I’ve been thinking about cogs lately.
There’s a reason.
Cogs are important in many machines. They help make things run smoothly. And, when cogs break, the machine grinds to a stop. Cogs are generally hidden. And, in many cases, they are easily interchangeable. In a sense, they have come to epitomize the faceless, nameless elements in a large machine. After all, the iconic scene in Charlie Chaplin’s Modern Times featured cogs to represent the modern industrialized world.
Bison should never be just a cog.
We’ve built our business because our customers appreciate the special qualities of the meat our animals produce: flavorful, healthy, and sustainably raised. Our customers have demonstrated that they are willing to pay a reasonable premium for those qualities.
And, as the popularity of bison meat has grown, more packaged food companies are searching out bison as an ingredient in their products. After all, bison adds a certain cache that distinguishes products from their competitors.
Many of the companies are actively developing partnerships with ranchers and helping to tell the story of how the animals were raised.

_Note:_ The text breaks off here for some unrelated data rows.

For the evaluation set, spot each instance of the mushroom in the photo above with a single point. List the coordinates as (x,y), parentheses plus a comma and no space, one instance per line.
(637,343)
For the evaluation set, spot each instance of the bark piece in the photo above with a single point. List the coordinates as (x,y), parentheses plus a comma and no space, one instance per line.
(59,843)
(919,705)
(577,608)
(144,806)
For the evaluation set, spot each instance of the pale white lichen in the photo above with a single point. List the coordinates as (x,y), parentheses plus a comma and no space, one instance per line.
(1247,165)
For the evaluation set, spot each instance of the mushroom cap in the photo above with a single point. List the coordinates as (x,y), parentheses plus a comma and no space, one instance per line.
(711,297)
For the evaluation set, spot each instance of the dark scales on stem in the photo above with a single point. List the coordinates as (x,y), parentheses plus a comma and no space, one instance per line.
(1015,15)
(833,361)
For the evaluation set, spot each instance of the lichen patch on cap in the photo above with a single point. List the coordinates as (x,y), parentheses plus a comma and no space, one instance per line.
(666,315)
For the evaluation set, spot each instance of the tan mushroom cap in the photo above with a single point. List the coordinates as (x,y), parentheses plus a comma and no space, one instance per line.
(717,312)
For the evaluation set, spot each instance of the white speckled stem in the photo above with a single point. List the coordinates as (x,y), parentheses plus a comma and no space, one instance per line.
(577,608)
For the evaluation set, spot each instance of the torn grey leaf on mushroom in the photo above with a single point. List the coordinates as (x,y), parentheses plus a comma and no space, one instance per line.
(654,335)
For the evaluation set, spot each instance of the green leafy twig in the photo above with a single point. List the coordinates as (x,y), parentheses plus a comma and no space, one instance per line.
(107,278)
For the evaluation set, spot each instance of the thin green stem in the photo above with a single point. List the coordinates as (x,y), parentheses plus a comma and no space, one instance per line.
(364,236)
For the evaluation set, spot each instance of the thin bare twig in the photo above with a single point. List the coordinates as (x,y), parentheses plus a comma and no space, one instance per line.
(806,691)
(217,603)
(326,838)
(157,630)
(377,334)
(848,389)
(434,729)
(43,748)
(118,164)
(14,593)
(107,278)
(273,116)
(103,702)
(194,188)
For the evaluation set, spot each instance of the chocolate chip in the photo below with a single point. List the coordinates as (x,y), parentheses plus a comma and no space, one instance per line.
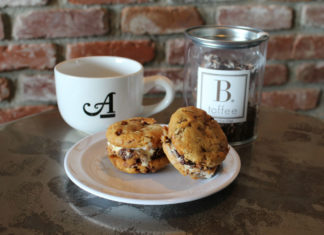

That’s a good thing.
But packaged food companies—like bison ranchers—must be profitable to succeed. As the management of each company works to build their market share, they closely examine every facet of their product, including the cost of goods…COGs. Every new ingredient added to a product sparks a question around the board table: “How does that impact our COGs?”
Our challenge is to never become just a COG. We’ve worked hard to build the reputation, and to tell the story, of bison as a wholesome, premium product. Packaged food companies are adding bison to their products because of that reputation.
We have to make sure that we never let that reputation tarnish. And, make sure that our partners in the food industry know that bison is not just a cost of goods, but a benefit to the final product.